Ferro is a town and civil parish in the municipality of Covilhã, Portugal. The population in 2011 was 1,700, in an area of 30.76 km2. Ferro is the Portuguese word for iron.

==History==
The settlement of this parish goes back to Roman times, since it was this people that gave the name to the village, through the Latin word Ferrum, because the Romans, in the lands they conquered, took advantage of the mineral resources of the subsoil, and it was known the richness of this region in iron, which is why it is not surprising that the toponym has exactly to do with this reality of the civil parish. From that period, several archaeological remains were found that prove the previous statements: coins, pieces of pottery, bricks, manual millstones and carved stones are some of the examples that we can point out. Ferro was also a curate attached to the priory of Santiago da Covilhã, with an annual income of two hundred thousand réis. In terms of architectural heritage, the Mother Church, with baroque features, built in the 18th century, highlights its interior altars in gilded woodcarving and the altarpiece of the tabernacle. The existing altars are dedicated to Nossa Senhora da Conceição and Nossa Senhora do Rosário. As for the Holy Spirit chapel, it maintains most of its original elements, having been built in the 16th century and having belonged to the Order of Santiago. The 18th century chapel of the Sacred Heart of Mary is located on the outskirts of the town and has a simple architecture that makes it more beautiful. The great growth that the civil parish has experienced since the second half of the 20th century was rewarded with the elevation to the category of town on June 21, 1995.

==Geography==
Located in the southwest of the municipality and near the left bank of the river Zêzere in an area called Cova da Beira, the civil parish of Ferro is about 11 kilometers from the city of Covilhã which is the seat of the municipality. The city of Fundão is about 16 kilometers to south-southwest by road. It is composed by the villages of Freixo, Lameiras, Madeira, Monte Serrano, Penedia, Rasas, Ribeiro do Moinho, Sesmarias, Sítio do Marujo, Sítio da Póvoa, Sítio do Ribeiro de Linhares and Souto Alto. Ferro is limited to the north by part of the parish of Peraboa, separated from Ferro by the Ribeira de Caria, and also by the Zêzere River, which serves as the natural boundary between this parish and Boidobra. To the south it borders the lands of Peroviseu, to the east is limited by the parishes of Peraboa and Peroviseu and to the west it borders the civil parishes of Tortosendo and Alcaria.
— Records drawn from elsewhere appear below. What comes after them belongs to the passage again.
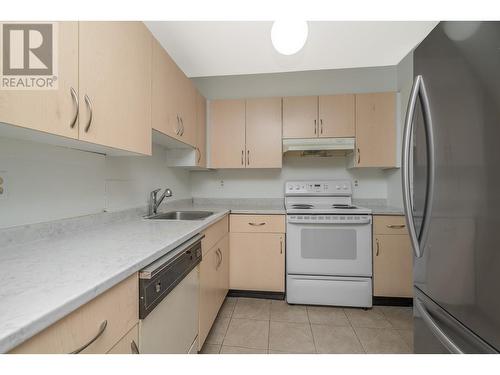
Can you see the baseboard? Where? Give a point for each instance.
(392, 301)
(256, 294)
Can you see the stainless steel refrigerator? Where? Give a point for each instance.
(451, 188)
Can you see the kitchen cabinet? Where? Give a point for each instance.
(107, 318)
(263, 133)
(300, 117)
(173, 104)
(201, 131)
(50, 111)
(227, 133)
(392, 258)
(115, 85)
(246, 133)
(214, 276)
(257, 253)
(336, 116)
(375, 130)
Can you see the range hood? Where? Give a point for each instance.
(319, 146)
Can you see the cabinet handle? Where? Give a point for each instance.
(257, 224)
(74, 96)
(134, 348)
(89, 106)
(102, 328)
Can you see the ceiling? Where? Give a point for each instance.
(216, 48)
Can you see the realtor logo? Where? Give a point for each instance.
(28, 56)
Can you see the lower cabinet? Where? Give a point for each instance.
(392, 258)
(95, 328)
(257, 259)
(214, 277)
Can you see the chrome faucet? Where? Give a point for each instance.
(154, 201)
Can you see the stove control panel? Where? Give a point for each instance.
(323, 187)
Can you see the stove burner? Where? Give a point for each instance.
(344, 206)
(302, 206)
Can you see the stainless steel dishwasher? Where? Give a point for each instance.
(168, 301)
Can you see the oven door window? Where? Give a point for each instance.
(319, 243)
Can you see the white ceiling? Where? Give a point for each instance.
(215, 48)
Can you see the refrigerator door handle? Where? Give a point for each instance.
(438, 332)
(418, 92)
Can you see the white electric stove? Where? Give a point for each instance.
(329, 245)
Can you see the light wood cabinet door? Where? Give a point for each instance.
(300, 117)
(336, 116)
(115, 85)
(227, 133)
(376, 130)
(263, 133)
(165, 89)
(50, 111)
(392, 266)
(201, 131)
(209, 293)
(257, 261)
(128, 344)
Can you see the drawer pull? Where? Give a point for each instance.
(102, 328)
(134, 348)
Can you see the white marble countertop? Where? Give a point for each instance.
(44, 280)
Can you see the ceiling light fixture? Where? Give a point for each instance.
(288, 37)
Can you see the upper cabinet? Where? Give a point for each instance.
(376, 130)
(227, 134)
(263, 133)
(173, 99)
(246, 133)
(336, 116)
(326, 116)
(50, 111)
(115, 85)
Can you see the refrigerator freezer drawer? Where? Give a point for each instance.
(329, 290)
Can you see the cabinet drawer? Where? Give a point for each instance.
(257, 223)
(389, 225)
(214, 233)
(128, 344)
(118, 306)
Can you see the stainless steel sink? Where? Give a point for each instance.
(181, 215)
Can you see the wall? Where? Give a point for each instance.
(404, 77)
(372, 183)
(44, 182)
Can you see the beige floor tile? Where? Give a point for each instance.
(372, 318)
(227, 308)
(240, 350)
(283, 312)
(247, 333)
(291, 337)
(381, 340)
(210, 349)
(399, 317)
(252, 308)
(407, 335)
(327, 315)
(218, 331)
(335, 339)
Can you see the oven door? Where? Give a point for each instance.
(329, 249)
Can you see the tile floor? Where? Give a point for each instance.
(259, 326)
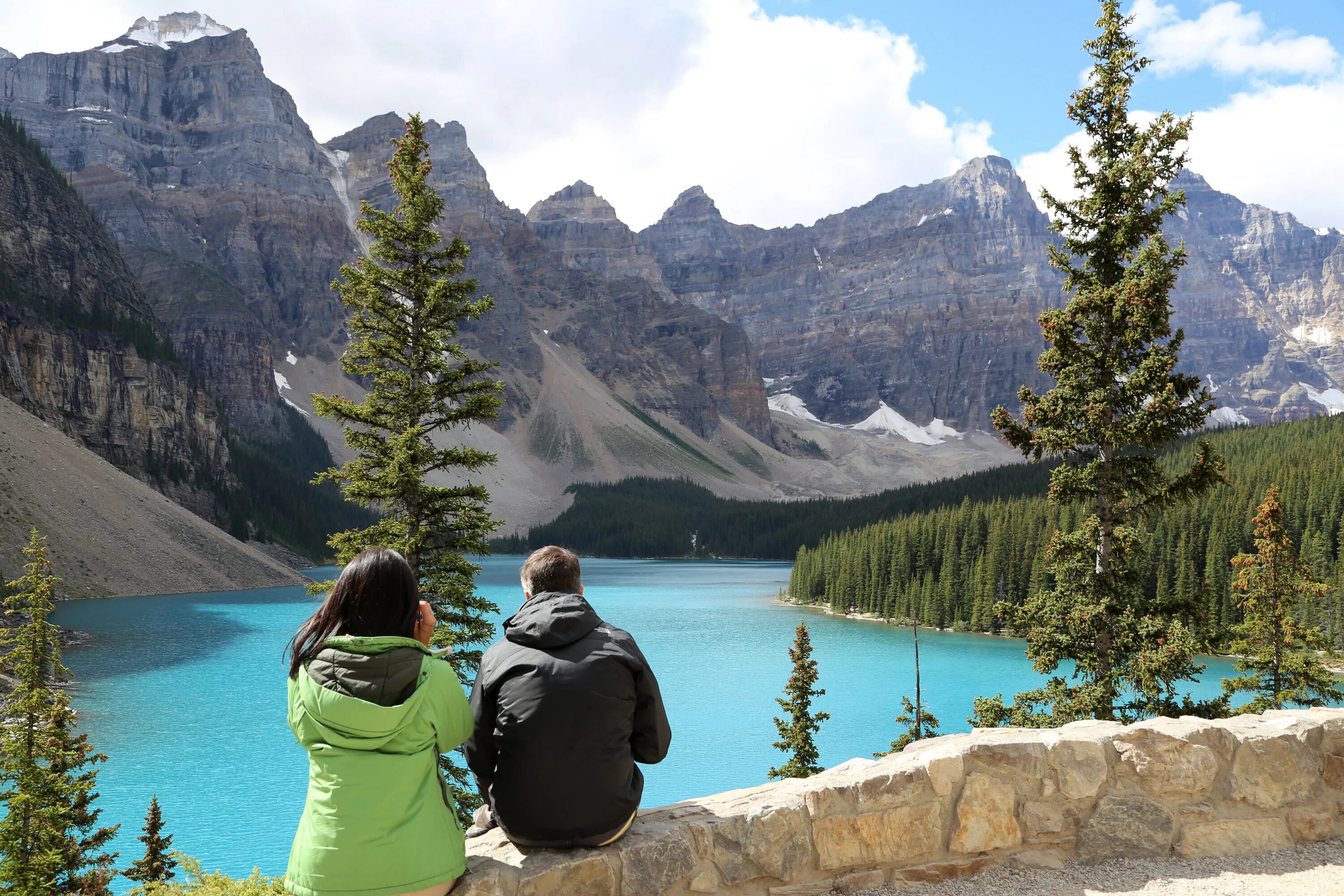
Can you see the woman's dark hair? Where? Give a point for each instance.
(377, 594)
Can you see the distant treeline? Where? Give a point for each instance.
(646, 517)
(951, 564)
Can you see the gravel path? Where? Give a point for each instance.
(1307, 871)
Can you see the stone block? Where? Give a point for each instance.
(1129, 827)
(1080, 767)
(1018, 758)
(1310, 827)
(1167, 765)
(1037, 859)
(1335, 771)
(768, 841)
(1046, 818)
(936, 872)
(883, 837)
(487, 878)
(984, 816)
(857, 882)
(1273, 771)
(1236, 837)
(566, 874)
(655, 859)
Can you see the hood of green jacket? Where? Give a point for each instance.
(346, 687)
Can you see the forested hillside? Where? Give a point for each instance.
(644, 517)
(953, 563)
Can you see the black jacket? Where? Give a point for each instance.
(565, 706)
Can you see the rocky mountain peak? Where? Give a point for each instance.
(577, 202)
(164, 31)
(694, 205)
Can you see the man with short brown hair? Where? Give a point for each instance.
(565, 706)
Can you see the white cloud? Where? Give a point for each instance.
(1275, 144)
(1229, 39)
(781, 119)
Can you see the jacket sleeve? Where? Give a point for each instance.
(652, 734)
(480, 747)
(455, 715)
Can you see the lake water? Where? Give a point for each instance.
(186, 694)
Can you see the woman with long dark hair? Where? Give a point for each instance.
(375, 707)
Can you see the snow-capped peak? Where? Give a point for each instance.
(886, 420)
(177, 27)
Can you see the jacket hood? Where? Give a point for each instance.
(551, 620)
(373, 668)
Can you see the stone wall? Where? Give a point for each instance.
(955, 805)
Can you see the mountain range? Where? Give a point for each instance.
(861, 353)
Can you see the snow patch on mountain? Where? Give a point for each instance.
(886, 420)
(1318, 335)
(177, 27)
(792, 405)
(1332, 400)
(1226, 417)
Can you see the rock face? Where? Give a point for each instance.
(183, 147)
(947, 808)
(80, 346)
(926, 297)
(667, 357)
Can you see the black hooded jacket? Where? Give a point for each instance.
(565, 706)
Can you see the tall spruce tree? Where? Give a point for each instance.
(50, 840)
(408, 300)
(158, 864)
(1117, 398)
(1277, 642)
(797, 730)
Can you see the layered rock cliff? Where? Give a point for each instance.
(80, 346)
(926, 297)
(183, 147)
(666, 357)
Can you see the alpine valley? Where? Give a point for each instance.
(858, 354)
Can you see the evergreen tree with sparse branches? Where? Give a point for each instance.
(159, 862)
(796, 732)
(408, 300)
(1280, 648)
(50, 840)
(1117, 400)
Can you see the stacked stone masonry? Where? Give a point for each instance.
(960, 804)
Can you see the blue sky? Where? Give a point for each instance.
(1015, 64)
(784, 111)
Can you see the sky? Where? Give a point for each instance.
(785, 111)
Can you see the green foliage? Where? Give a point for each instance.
(1117, 397)
(142, 332)
(408, 300)
(1279, 642)
(158, 863)
(199, 883)
(917, 727)
(50, 840)
(276, 499)
(796, 732)
(952, 566)
(647, 517)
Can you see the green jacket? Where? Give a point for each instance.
(374, 715)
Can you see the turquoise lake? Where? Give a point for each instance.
(186, 694)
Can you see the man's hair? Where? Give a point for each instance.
(551, 569)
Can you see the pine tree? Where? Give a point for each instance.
(50, 840)
(796, 732)
(408, 300)
(158, 863)
(918, 724)
(1279, 650)
(1116, 400)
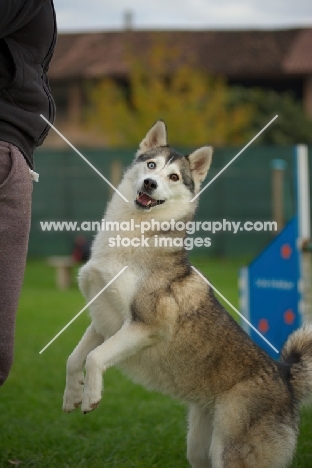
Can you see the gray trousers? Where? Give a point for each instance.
(15, 212)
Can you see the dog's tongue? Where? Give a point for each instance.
(145, 199)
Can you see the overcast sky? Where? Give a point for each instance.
(77, 15)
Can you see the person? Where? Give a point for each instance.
(27, 40)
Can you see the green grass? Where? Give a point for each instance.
(131, 428)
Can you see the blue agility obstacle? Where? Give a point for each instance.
(275, 288)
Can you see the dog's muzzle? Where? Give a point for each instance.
(143, 199)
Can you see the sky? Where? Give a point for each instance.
(88, 15)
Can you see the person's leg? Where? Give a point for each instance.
(15, 212)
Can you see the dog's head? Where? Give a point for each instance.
(164, 177)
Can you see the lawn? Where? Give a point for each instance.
(131, 428)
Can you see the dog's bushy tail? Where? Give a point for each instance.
(297, 353)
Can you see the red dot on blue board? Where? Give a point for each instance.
(289, 316)
(286, 251)
(263, 325)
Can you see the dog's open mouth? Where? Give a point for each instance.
(145, 201)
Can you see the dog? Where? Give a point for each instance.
(163, 326)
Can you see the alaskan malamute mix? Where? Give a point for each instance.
(161, 323)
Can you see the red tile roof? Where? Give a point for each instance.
(235, 54)
(299, 59)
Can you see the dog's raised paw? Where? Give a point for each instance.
(90, 403)
(70, 402)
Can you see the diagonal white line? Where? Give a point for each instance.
(83, 157)
(232, 160)
(82, 310)
(235, 310)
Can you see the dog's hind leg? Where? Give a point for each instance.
(199, 437)
(74, 369)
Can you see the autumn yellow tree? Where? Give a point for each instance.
(197, 108)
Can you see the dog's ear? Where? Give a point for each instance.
(155, 137)
(200, 162)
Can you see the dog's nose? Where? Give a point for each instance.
(150, 184)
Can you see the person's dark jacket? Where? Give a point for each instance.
(27, 40)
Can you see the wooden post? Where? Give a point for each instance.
(278, 175)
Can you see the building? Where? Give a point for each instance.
(275, 59)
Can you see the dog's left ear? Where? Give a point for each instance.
(155, 137)
(200, 162)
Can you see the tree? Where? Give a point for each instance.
(197, 108)
(292, 126)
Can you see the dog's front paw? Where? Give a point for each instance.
(73, 393)
(90, 401)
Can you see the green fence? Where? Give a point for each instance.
(69, 190)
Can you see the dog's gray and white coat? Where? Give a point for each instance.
(161, 323)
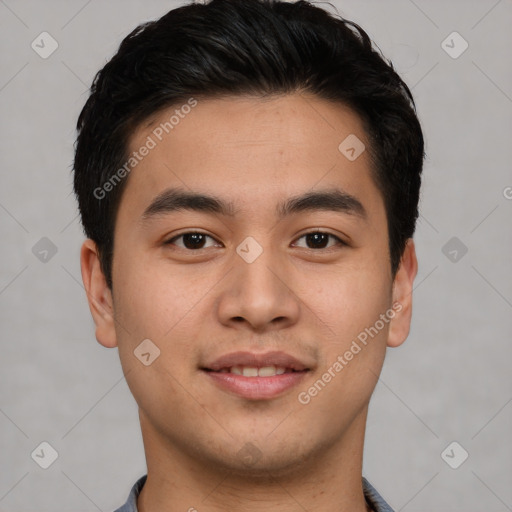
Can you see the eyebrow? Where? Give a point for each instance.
(175, 199)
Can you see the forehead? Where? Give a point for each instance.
(251, 148)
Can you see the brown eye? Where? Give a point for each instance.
(319, 240)
(192, 240)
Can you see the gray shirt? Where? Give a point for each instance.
(372, 497)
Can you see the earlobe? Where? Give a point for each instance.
(402, 296)
(99, 294)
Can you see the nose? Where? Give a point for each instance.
(258, 295)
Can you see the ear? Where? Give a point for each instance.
(402, 296)
(99, 294)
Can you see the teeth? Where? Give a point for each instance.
(252, 371)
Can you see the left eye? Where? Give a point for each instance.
(195, 240)
(319, 239)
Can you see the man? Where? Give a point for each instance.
(248, 175)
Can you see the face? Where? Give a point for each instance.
(269, 303)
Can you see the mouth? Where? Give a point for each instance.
(256, 376)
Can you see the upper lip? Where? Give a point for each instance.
(275, 358)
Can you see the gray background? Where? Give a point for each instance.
(450, 381)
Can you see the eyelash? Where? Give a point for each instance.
(339, 240)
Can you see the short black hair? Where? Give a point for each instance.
(246, 47)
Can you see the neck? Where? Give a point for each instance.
(330, 479)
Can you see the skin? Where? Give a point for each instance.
(198, 304)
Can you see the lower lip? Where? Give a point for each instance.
(256, 388)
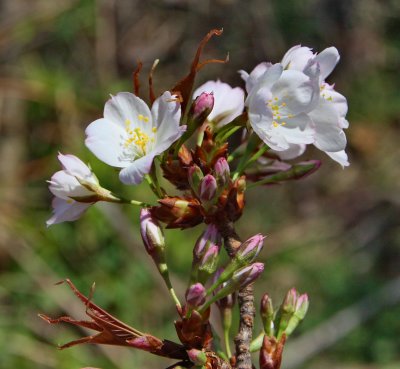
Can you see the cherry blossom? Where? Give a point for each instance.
(73, 182)
(130, 136)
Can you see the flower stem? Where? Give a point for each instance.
(248, 156)
(245, 299)
(163, 269)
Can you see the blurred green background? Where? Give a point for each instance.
(335, 234)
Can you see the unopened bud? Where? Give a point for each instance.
(202, 105)
(248, 274)
(240, 279)
(209, 238)
(209, 262)
(208, 188)
(291, 312)
(197, 357)
(226, 302)
(195, 295)
(267, 315)
(178, 212)
(249, 249)
(301, 308)
(195, 175)
(222, 172)
(152, 235)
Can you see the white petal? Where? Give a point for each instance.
(134, 173)
(271, 75)
(74, 166)
(297, 130)
(329, 136)
(297, 91)
(126, 106)
(327, 60)
(255, 74)
(105, 140)
(64, 211)
(338, 100)
(297, 57)
(294, 151)
(65, 186)
(228, 101)
(340, 157)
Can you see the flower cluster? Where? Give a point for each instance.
(185, 137)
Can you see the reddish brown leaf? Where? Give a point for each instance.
(184, 87)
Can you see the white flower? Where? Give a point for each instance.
(329, 117)
(279, 102)
(130, 136)
(66, 185)
(228, 101)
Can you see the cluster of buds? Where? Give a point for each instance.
(279, 325)
(210, 191)
(185, 137)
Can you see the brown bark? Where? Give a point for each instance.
(245, 301)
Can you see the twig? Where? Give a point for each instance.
(245, 300)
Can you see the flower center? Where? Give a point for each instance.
(139, 141)
(277, 114)
(325, 93)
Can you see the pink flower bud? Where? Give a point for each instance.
(228, 301)
(208, 188)
(222, 172)
(209, 238)
(248, 274)
(195, 175)
(302, 304)
(267, 314)
(197, 357)
(151, 232)
(203, 104)
(195, 295)
(249, 249)
(291, 312)
(209, 261)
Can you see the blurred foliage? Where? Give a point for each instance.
(335, 235)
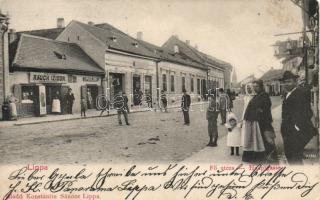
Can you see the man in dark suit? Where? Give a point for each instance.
(296, 127)
(185, 106)
(121, 105)
(70, 99)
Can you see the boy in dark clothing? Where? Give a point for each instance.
(185, 106)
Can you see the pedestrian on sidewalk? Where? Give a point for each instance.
(257, 130)
(224, 102)
(70, 99)
(164, 101)
(296, 127)
(212, 116)
(104, 104)
(185, 106)
(231, 97)
(234, 134)
(83, 104)
(121, 105)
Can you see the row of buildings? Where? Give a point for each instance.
(99, 59)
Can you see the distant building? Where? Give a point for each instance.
(245, 81)
(4, 59)
(219, 72)
(271, 81)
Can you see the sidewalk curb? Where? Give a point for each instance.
(94, 116)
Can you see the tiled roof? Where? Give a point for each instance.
(121, 42)
(272, 74)
(51, 33)
(193, 53)
(169, 56)
(45, 54)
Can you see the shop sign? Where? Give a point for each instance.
(37, 77)
(90, 79)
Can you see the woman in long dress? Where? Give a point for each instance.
(257, 120)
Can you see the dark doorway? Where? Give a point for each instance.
(52, 92)
(92, 94)
(116, 83)
(137, 93)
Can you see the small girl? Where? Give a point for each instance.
(234, 134)
(83, 106)
(212, 115)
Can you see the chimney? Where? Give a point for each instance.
(139, 35)
(60, 23)
(176, 48)
(4, 58)
(12, 35)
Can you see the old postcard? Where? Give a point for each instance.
(159, 99)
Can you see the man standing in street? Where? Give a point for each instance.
(185, 106)
(223, 105)
(121, 105)
(70, 100)
(296, 127)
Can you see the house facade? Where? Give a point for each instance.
(43, 70)
(128, 66)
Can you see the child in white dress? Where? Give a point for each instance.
(234, 134)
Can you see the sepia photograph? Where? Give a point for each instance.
(202, 88)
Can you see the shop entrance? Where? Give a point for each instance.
(137, 93)
(92, 94)
(204, 88)
(56, 92)
(148, 90)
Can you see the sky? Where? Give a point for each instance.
(240, 32)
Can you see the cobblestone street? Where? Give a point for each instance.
(151, 137)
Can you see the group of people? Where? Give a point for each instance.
(255, 133)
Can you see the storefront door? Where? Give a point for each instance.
(116, 83)
(52, 91)
(137, 93)
(148, 89)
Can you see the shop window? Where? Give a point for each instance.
(164, 82)
(27, 94)
(72, 79)
(198, 86)
(172, 83)
(192, 86)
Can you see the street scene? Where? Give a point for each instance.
(188, 85)
(151, 137)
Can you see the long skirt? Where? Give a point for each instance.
(212, 128)
(13, 109)
(252, 142)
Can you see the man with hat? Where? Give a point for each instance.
(70, 99)
(185, 106)
(296, 127)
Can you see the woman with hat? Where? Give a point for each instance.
(257, 130)
(234, 134)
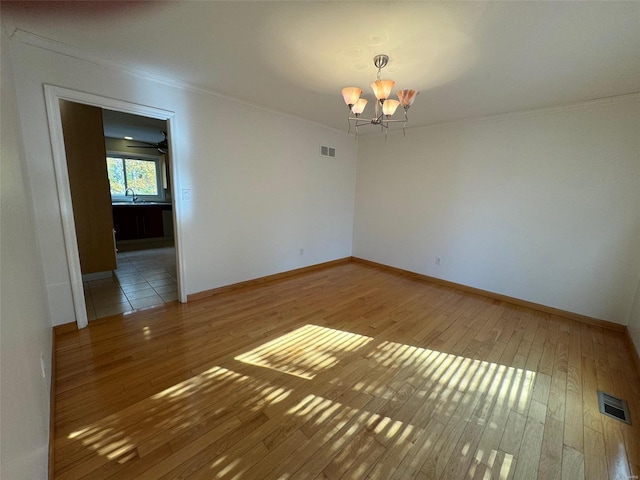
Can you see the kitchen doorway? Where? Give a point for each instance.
(132, 265)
According to Maria Ascensão Rodrigues, author of "Ferro, Cova da Beira", "Ferro has, as its main elevation, a small mountain range, on the slope of which is located, and from which one enjoys, either by day or by night a breathtaking panorama, with the sumptuous Serra da Estrela as a background in which are embedded, as jewels that adorn it, the typical and picturesque city of Covilhã. (...) Still nestles at his feet Boidobra, with its uber-gorgeous and wonderful valley, separated from the fertile lands of Ferro by the river Zêzere".

==Economy==
Of markedly rural characteristics, its population is dedicated primarily to agricultural activity, however, since the second half of the 20th century, there has been an increase in the number of people working in industry, and some trade and services have also emerged. The town of Ferro is a satellite town of both the city of Covilhã and the city of Fundão. The area is famed for its cherry and chestnut orchards and related thematic fairs held in the town every year.